Linear Algebra for AI – ALL You Need To Know

Monith Ishanka
25 09 2023
No Comments

Linear Algebra is a fundamental mathematical knowledge you should have for other mathematical and AI concepts. In this article, I will give you a solid understanding of Linear Algebra and its mathematical operations with examples.

What is Linear Algebra?

Linear algebra is a branch of mathematics that deals with vectors, vector spaces, linear transformations, and systems of linear equations. In linear algebra, the fundamental objects are vectors and matrices.

Vectors are quantities that have both magnitude and direction. They are represented as arrays of numbers arranged in columns. Matrices, on the other hand, are rectangular arrays of numbers organized into rows and columns. Matrices are used to represent linear transformations and relationships between different sets of data.
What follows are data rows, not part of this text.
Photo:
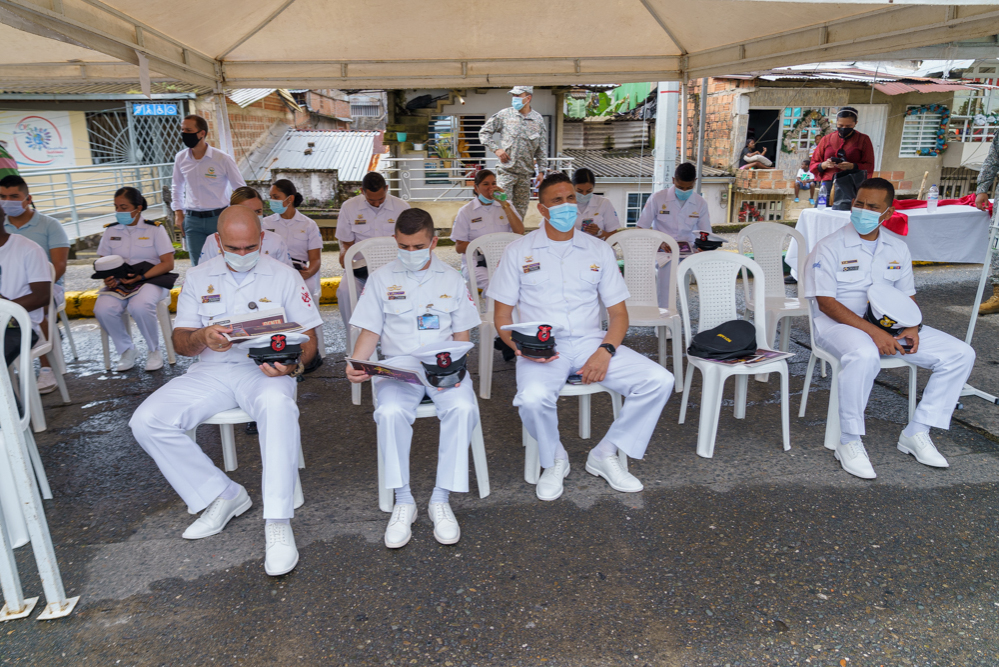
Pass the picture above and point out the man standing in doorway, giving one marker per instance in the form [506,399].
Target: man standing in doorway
[203,178]
[522,144]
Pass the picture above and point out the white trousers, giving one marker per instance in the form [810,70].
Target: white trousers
[644,384]
[141,307]
[459,414]
[948,358]
[161,422]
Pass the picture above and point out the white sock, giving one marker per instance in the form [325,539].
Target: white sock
[404,496]
[440,495]
[230,492]
[604,450]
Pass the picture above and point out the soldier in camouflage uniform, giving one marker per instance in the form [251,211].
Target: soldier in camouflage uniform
[523,142]
[986,177]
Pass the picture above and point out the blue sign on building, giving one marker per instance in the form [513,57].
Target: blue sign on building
[154,109]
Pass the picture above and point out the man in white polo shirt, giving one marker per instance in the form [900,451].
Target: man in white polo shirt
[203,178]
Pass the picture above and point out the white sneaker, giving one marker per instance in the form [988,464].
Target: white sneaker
[127,360]
[446,529]
[398,532]
[922,448]
[155,361]
[550,485]
[217,515]
[611,470]
[46,381]
[853,457]
[282,554]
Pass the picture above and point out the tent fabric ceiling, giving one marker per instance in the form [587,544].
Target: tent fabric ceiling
[451,43]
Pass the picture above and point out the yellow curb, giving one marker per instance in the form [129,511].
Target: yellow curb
[81,304]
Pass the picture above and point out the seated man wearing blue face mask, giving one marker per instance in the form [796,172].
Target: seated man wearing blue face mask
[838,273]
[412,304]
[679,212]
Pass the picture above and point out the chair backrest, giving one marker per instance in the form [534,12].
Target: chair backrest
[640,248]
[491,246]
[377,252]
[716,273]
[767,242]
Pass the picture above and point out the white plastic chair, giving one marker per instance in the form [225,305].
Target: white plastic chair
[716,273]
[640,248]
[532,461]
[386,496]
[377,252]
[166,328]
[491,246]
[767,241]
[833,430]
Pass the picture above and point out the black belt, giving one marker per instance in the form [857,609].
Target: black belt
[214,213]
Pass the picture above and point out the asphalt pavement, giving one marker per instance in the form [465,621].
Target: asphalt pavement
[755,557]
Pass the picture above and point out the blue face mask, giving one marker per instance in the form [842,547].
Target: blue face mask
[563,217]
[864,221]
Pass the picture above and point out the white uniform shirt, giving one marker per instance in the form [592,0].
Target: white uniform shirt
[300,234]
[141,242]
[211,294]
[272,245]
[476,219]
[22,262]
[562,291]
[394,300]
[205,184]
[841,266]
[665,213]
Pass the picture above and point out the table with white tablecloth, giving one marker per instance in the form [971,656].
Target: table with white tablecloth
[958,234]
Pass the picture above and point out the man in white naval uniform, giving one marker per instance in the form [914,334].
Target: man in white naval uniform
[838,273]
[560,275]
[413,303]
[679,212]
[238,283]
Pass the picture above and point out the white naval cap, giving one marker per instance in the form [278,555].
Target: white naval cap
[891,310]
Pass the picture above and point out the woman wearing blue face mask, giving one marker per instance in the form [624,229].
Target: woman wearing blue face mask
[488,213]
[135,241]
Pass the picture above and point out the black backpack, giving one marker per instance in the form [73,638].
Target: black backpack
[729,340]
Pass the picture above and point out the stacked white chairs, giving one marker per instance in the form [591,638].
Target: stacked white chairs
[377,252]
[716,273]
[767,242]
[491,246]
[833,430]
[22,517]
[640,248]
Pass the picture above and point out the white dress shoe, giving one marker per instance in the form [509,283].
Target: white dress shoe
[446,530]
[398,532]
[282,555]
[155,361]
[922,448]
[550,485]
[127,360]
[853,457]
[217,515]
[46,381]
[611,470]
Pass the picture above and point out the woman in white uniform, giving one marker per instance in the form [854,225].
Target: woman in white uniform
[301,234]
[136,241]
[483,215]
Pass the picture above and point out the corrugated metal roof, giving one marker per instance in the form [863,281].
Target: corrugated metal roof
[349,153]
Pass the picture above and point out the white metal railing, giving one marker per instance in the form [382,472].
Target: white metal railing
[82,198]
[433,179]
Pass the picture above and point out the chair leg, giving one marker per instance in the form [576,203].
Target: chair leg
[532,461]
[479,459]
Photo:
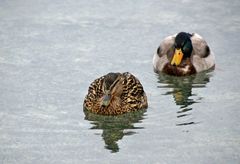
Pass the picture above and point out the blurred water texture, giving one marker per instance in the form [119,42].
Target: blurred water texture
[51,51]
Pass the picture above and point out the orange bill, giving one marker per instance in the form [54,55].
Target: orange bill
[177,57]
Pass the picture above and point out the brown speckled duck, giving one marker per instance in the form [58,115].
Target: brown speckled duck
[114,94]
[183,54]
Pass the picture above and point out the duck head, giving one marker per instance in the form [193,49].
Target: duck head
[112,88]
[183,49]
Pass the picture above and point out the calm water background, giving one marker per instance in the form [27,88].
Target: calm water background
[50,51]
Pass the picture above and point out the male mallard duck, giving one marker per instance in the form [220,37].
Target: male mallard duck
[115,93]
[183,54]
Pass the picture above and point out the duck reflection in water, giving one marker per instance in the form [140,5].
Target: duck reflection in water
[181,90]
[115,127]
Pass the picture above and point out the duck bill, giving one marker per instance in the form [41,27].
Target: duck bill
[177,57]
[106,100]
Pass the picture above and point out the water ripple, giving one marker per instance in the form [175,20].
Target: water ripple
[181,90]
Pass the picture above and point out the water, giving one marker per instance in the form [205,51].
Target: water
[51,51]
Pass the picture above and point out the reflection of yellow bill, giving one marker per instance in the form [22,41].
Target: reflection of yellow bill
[177,58]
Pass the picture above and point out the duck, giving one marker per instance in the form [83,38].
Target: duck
[115,94]
[183,54]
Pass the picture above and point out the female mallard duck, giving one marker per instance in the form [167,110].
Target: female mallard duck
[183,54]
[115,93]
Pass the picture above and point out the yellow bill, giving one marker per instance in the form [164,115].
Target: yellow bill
[177,57]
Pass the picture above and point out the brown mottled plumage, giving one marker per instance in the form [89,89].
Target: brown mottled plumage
[114,94]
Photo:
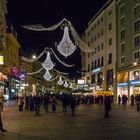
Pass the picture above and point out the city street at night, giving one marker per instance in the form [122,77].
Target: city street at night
[88,124]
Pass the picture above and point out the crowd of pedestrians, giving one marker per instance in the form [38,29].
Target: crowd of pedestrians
[69,102]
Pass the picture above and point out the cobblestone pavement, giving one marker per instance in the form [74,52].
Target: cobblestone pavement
[88,124]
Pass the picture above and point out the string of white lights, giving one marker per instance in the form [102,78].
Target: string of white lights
[32,73]
[60,71]
[83,46]
[48,64]
[39,27]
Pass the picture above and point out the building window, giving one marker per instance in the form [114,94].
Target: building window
[137,26]
[122,9]
[110,58]
[122,21]
[122,34]
[122,47]
[102,61]
[122,61]
[137,10]
[102,32]
[137,55]
[110,41]
[102,46]
[109,26]
[137,41]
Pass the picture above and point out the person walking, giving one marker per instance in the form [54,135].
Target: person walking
[1,123]
[119,99]
[107,103]
[73,105]
[37,104]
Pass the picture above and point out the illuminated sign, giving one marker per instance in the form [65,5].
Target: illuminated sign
[122,84]
[1,60]
[81,81]
[96,70]
[135,82]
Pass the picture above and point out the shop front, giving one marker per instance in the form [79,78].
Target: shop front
[122,84]
[110,80]
[134,82]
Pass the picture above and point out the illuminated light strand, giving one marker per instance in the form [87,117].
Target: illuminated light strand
[60,81]
[39,27]
[32,73]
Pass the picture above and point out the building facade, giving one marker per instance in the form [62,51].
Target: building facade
[100,64]
[12,63]
[4,71]
[26,80]
[128,44]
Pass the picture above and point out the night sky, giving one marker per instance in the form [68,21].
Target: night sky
[48,13]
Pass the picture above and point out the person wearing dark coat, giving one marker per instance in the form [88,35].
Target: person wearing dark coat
[107,103]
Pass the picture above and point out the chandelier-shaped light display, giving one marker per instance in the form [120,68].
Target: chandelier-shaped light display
[47,75]
[60,82]
[48,64]
[66,84]
[71,86]
[66,47]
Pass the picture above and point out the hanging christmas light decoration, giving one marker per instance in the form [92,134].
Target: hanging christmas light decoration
[66,47]
[47,75]
[71,86]
[60,82]
[48,64]
[66,84]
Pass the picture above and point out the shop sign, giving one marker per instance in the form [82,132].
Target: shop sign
[135,82]
[122,84]
[96,70]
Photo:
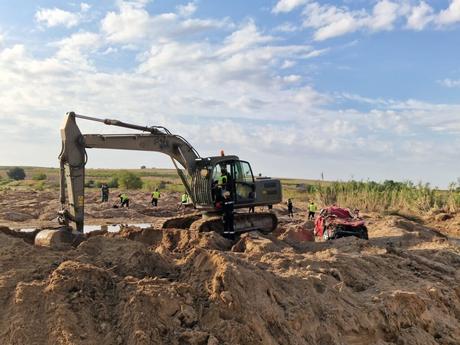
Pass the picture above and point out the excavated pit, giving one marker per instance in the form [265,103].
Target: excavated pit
[170,286]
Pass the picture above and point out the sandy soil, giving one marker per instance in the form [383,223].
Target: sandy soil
[150,286]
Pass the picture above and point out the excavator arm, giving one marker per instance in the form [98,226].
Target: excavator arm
[73,158]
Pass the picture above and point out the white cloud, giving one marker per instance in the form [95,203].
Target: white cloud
[57,17]
[197,86]
[245,37]
[77,47]
[284,6]
[187,10]
[133,23]
[329,21]
[420,16]
[286,27]
[383,16]
[450,82]
[451,14]
[292,78]
[84,7]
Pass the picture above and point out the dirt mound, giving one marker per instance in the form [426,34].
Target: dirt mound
[150,286]
[170,286]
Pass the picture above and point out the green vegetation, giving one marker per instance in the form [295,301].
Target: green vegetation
[39,177]
[404,198]
[373,196]
[16,173]
[129,180]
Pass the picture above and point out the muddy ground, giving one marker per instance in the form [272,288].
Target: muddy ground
[151,286]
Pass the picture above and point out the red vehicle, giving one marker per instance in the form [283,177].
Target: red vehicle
[335,222]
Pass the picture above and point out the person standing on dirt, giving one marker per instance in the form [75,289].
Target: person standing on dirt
[155,197]
[124,200]
[290,208]
[228,216]
[184,199]
[312,210]
[105,192]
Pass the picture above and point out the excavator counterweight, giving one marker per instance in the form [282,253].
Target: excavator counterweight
[199,175]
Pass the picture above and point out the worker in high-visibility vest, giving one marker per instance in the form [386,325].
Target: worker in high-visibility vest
[184,199]
[155,197]
[312,210]
[124,200]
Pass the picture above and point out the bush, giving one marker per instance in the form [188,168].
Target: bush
[16,173]
[129,180]
[113,183]
[39,177]
[90,184]
[40,186]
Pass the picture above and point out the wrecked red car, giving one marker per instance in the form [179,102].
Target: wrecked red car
[335,222]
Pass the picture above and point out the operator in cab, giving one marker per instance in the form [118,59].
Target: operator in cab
[228,216]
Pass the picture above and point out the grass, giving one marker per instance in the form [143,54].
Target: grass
[402,197]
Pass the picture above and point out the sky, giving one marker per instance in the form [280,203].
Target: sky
[351,89]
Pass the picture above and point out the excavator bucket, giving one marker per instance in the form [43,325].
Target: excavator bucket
[58,239]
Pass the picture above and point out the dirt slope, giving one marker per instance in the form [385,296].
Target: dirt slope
[148,286]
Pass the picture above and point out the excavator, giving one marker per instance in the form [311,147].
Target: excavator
[199,175]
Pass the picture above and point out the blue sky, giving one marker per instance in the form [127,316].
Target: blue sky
[354,89]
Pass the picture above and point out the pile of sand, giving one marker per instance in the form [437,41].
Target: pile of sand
[177,287]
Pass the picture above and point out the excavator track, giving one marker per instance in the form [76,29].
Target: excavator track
[264,222]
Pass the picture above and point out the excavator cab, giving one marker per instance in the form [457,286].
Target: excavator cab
[207,178]
[236,177]
[229,173]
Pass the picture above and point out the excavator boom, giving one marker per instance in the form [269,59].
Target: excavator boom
[202,173]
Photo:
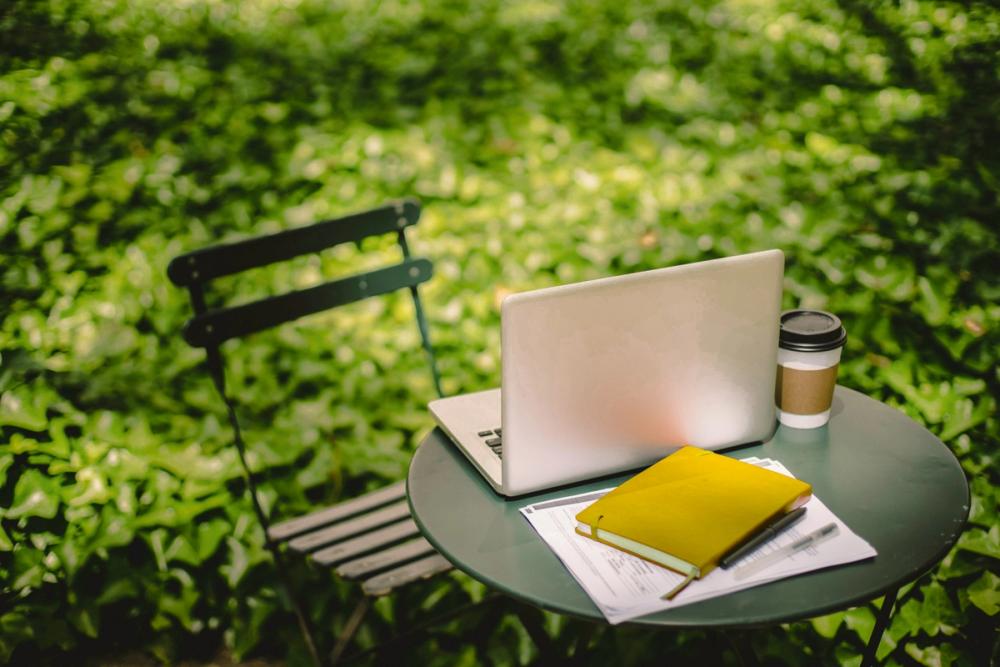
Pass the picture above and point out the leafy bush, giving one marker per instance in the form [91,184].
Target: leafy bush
[549,142]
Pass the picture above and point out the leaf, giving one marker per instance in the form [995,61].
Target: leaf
[982,542]
[20,408]
[965,415]
[237,564]
[985,593]
[828,625]
[942,655]
[85,620]
[862,621]
[35,495]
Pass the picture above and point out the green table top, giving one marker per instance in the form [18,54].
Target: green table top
[888,478]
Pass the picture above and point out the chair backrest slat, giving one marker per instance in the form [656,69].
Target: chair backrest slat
[213,327]
[202,265]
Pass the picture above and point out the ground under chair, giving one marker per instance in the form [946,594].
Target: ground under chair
[371,538]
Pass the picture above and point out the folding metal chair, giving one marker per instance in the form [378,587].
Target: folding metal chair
[371,538]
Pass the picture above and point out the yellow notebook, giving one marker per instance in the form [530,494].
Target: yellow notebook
[690,509]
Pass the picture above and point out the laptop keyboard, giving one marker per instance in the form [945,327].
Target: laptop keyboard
[492,438]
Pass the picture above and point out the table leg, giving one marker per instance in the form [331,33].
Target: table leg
[881,621]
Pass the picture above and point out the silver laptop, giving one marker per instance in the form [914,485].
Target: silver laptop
[615,373]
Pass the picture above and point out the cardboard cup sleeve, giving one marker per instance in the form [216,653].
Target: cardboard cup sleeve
[805,392]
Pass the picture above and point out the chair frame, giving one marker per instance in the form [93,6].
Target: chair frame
[209,328]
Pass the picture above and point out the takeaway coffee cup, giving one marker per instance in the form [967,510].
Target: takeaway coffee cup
[809,347]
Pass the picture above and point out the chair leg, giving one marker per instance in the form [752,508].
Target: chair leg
[881,621]
[417,632]
[347,634]
[742,647]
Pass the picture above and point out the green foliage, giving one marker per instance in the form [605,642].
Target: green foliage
[549,142]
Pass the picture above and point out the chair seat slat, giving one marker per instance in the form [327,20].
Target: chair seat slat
[382,584]
[350,528]
[376,539]
[360,567]
[369,501]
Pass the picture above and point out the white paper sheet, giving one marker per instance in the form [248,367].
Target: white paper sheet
[625,587]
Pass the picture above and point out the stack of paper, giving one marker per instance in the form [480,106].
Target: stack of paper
[625,587]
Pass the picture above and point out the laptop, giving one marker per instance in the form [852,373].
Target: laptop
[615,373]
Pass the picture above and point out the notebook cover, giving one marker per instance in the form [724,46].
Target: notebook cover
[695,505]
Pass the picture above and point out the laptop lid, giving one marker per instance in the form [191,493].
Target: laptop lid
[615,373]
[612,374]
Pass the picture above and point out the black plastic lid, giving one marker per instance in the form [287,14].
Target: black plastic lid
[811,331]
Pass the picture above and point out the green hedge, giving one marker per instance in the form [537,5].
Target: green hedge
[549,142]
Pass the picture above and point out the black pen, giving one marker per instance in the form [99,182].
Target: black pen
[763,536]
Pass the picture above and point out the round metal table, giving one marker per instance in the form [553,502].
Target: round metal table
[892,481]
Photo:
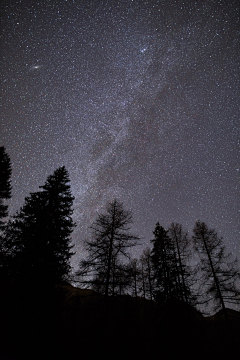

Key concepts in Linear Algebra:

Vector Spaces
Linear Transformations
Systems of Linear Equations
Matrices and Matrix Operations
Eigenvalues and Eigenvectors

Linear Algebra provides the foundation for other mathematics branches and many advanced topics and it has broad applications across various fields: computer science, physics, engineering, economics, and data science. In computer science and data science, linear algebra is fundamental to machine learning, data analysis, computer graphics, and optimization algorithms.

Why does AI need Linear Algebra?

At the AI, Linear algebra helps us to represent and manipulate large amounts of data very efficiently and easily. Also, Linear Algebra is the key concept used for feature extraction, optimization, and dimensionality reduction.

Data Representation: When we work in AI, we have to deal with vast amounts of data. Here, we can use vectors and matrices to store the data. This makes data representation and manipulation very efficient and, enables efficient data storing and computation.
Optimization: Optimization algorithms are used to solve systems of equations and minimize objective functions. Optimization algorithms like gradient descent and matrix factorization which improve AI models performance and accuracy by adjusting its parameters, heavily rely on linear algebra techniques.
Dimensionality Reduction: AI algorithms often struggle with high-dimensional data due to the curse of dimensionality. Therefore, we are using linear algebra techniques such as singular value decomposition (SVD) and eigenvalue decomposition to reduce data dimensions while preserving important information and improving computational efficiency and model performance.
Model Representation: AI models like neural networks are doing mathematical operations on the input data by using neurons to capture the patterns and relationships. As those neurons’ weight and bias values are stored by vectors and matrices, matrix calculations are involved in this whole mathematical process.

How do we use Linear Algebra in AI?

We don’t have to do any math calculations in AI and Data Science. Computers do it for you. Here you just need to know what they are doing. It Only requires basic knowledge of Linear Algebra and how to represent scalars, vectors, and matrices in a computer and to do mathematical operations using codes.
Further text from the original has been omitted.